Los capitanes siempre fueron poéticos. Abandonaban el barco al final, cuando el Titanic enterraba su proa hacia el fondo del mar, o decidían quedarse dentro del casco para ver el destino irremediable a través del ojo de buey. En Moby Dick el capitán Ahab era el primero que se lanzaba contra la ballena blanca. Desde hace años, esta mítica poderosa se cae a pedazos: el mando del Costa Concordia hundió la nave al dirigirla contra los arrecifes de Giglia, a los que se acercó para satisfacción de los curiosos, y de la que escapó como alma que lleva el diablo cuando empezó a inundarse. Sin ir más lejos, este Lubitz alucinaba con ser capitán de la Lufhansa. Emperrado con la obsesión viajaba en vuelo libre por los Alpes. En las pesadillas, cuenta su exnovia, accionaba la dirección y estrellaba el avión. A la mañana siguiente, con el fulgor de la experiencia nocturna, se sentaba en el puesto de copiloto sin que nadie supiese qué era lo que más anhelaba.

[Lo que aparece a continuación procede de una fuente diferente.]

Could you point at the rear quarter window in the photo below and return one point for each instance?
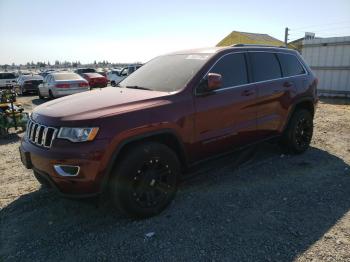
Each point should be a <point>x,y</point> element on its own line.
<point>265,66</point>
<point>232,68</point>
<point>290,65</point>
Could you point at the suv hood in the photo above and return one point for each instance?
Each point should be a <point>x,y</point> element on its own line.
<point>97,103</point>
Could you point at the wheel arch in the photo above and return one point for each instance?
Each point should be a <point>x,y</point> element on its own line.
<point>167,137</point>
<point>303,103</point>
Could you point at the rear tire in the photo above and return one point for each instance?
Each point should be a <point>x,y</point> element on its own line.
<point>145,181</point>
<point>298,134</point>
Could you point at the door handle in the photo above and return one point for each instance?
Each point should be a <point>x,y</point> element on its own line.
<point>288,84</point>
<point>247,93</point>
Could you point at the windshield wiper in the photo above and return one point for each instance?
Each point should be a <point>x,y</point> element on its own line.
<point>138,87</point>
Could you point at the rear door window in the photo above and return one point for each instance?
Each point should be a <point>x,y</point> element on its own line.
<point>233,70</point>
<point>290,65</point>
<point>265,66</point>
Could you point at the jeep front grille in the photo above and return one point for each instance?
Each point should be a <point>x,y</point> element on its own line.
<point>39,134</point>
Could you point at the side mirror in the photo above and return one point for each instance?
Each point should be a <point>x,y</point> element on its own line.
<point>214,81</point>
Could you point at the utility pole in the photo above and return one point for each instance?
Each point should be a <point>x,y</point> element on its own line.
<point>286,36</point>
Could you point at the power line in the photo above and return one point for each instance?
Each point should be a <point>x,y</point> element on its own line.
<point>313,26</point>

¿Nadie supo traducir las señales que derramaba el chico por sus bolsillos? Quizás quedó en el estadio de friki, personaje con una obsesión desmedida por una afición a la que convierte en el centro de su vida, ya sea a través de la utilización de símbolos que le alegran la vista o con experiencias reales que sacian su deseo persecutorio. Lo malo es cuando la frikada pone en peligro la vida de muchos. Uno de los testimonios más entrañables de esta tragedia viene de una víctima a la que se le han quedado varios familiares en la montaña: lleno de una entereza tremenda daba las gracias a todos por lo bien que había sido atendido y por las explicaciones que había recibido del fiscal encargado de la investigación. Al verlo por la televisión, uno se ha preguntado por el derecho delirante del aviador y por la serenidad encauzada del afectado. Y he pensado en ello por la injusta victoria de la locura, y en lo que el sentido común nos ordena: se tenía que haber inmolado él solo, ser el dueño único de su protesta contra el resultado de los peritajes sobre su mente. La insatisfacción era suya.

La ejecución de esta destrucción masiva de biografías nos hace dudar del orden aparente, de la creencia de que hay una superioridad técnica o administrativa que vela por la dirección correcta del sendero trazado. Quizás nos veamos obligados a vivir bajo la paranoia, a padecer la ansiedad de la desconfianza, a ver un enemigo en cualquier lugar, a registrar una y otra vez las identidades para despejar la duda, a identificarnos en cualquier momento, a dar acceso a nuestros historiales médicos, al cruce instantáneo de datos? ¿Y así se podrá evitar lo innombrable? Y otra cuestión: ¿Podremos soportar la presión? Y una más: ¿Seremos capaces de renunciar a tantas libertades que consagran las constituciones? La presión es mucha. Por lo pronto, Lubitz formaba parte de la llaneza más obvia: el tipo que va en el puesto de mandos de un avión debe dar cuenta hasta del color de su defecación, por poner un ejemplo desagradable. Y ante las manías extrañas, la cautela precisa para saber que no van más allá que las de cualquier personaje de Woody Allen.